LOS F requires us to:
describe functions and responsibilities of a company’s board of directors and its committees
1.1. Composition of the Board of Directors
a. A board of directors consists of people with a diverse mix of expertise, backgrounds, and competencies, for example, specialized knowledge, functions, etc. Some companies even seek diversity based on age, gender and culture.
b. There may be two different types of structure of the board of directors, i.e. one-tier structure and two-tier
c. The one-tier structure consists of executive directors (mainly, consisting of members of senior management) and non-executive directors (mainly consisting of external directors). The non-executive directors are usually independent, having no material relationship with the company, based on employment, ownership, or remuneration.
d. The two-tier structure consists of two classes of directors, i.e. supervisory and management classes.
e. The CEO and the chair position of a company are increasingly separated these days, and if these cannot be separated there is a use of a lead independent director.
1.2. Staggered Board
a. The boards of directors are divided into classes that are elected separately in consecutive years.
b. For example, on the board of twelve directors, four may be appointed to the executive position, each for a term of three years.
c. This system provides for continuity along with entrenchment.
1.3. Functions and Responsibilities
a. The board of directors is delegated with two main duties, i.e. duty of care and duty of loyalty.
b. In accordance with the duty of care, the board members must act on a fully informed basis, in good faith, with due diligence and care.
c. In accordance with the duty of loyalty, the directors must act in the interest of the company and its shareholders.
d. The board has the following functions and responsibilities:
i. guides and approves the strategic direction of the company,
ii. appoints CEO and delegates strategic implementation to the top management,
iii. establishes performance criteria,
iv. monitors and reviews the performance of the company,
v. ensures the effectiveness of the company’s audit and control systems,
vi. ensures proper enterprise risk management (ERM) system is in place, and
vii. reviews all the major acquisitions, mergers, divestitures before they are referred to the shareholders.
1.4. Committees
1.4.1. Audit Committees
The main functions of an audit committee are:
a. to oversee the audit and control system,
b. monitor the financial reporting process,
c. supervise the internal audit function, and
d. recommend the external auditors.
1.4.2. Governance Committee
The governance committee ensures that the company adopts good corporate governance procedures and drafts the charters of the boards and committees, the company’s code of ethics, conflict of interest policy.
1.4.3. Remuneration or Compensation Committees
The main functions of the remuneration or compensation committees are:
a. to develop and propose the remuneration for the board and other key executives, and
b. to set performance criteria and evaluate the performance of managers.
1.4.4. Nomination Committees
The main purpose of such a committee is:
a. to identify candidates who are qualified to serve as directors, and
b. recommend their nomination by shareholders.
1.4.5. Risk Committee
The risk committee:
a. helps determine the risk policy, profile, and appetite of the company,
b. oversees the establishment and implementation of ERM policy in the company.
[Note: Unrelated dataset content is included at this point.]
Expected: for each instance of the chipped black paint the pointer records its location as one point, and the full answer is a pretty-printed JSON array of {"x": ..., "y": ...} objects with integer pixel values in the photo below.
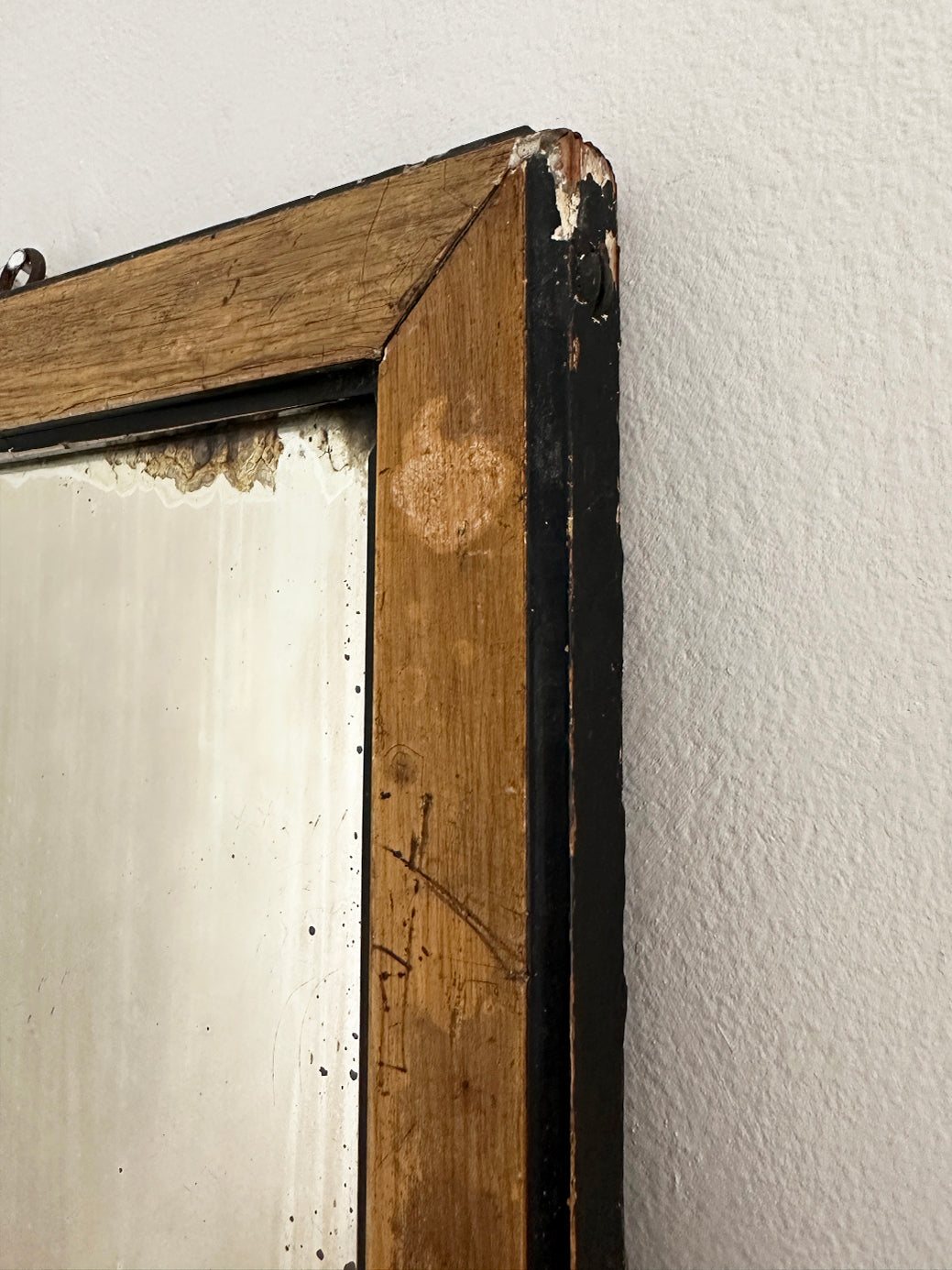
[{"x": 575, "y": 819}]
1.4.6. Investment Committee
a. An investment committee reviews the material investment opportunities proposed by the management, for large projects, acquisitions, and expansions.
b. It also establishes the investment policies of the company.
1.4.7. NOTE:
The types of committees used may vary according to the applicable jurisdictions, but their composition depends upon the scope of the committee. For example, the audit committee mainly consists of independent directors only or the external directors (of which the majority should be independent).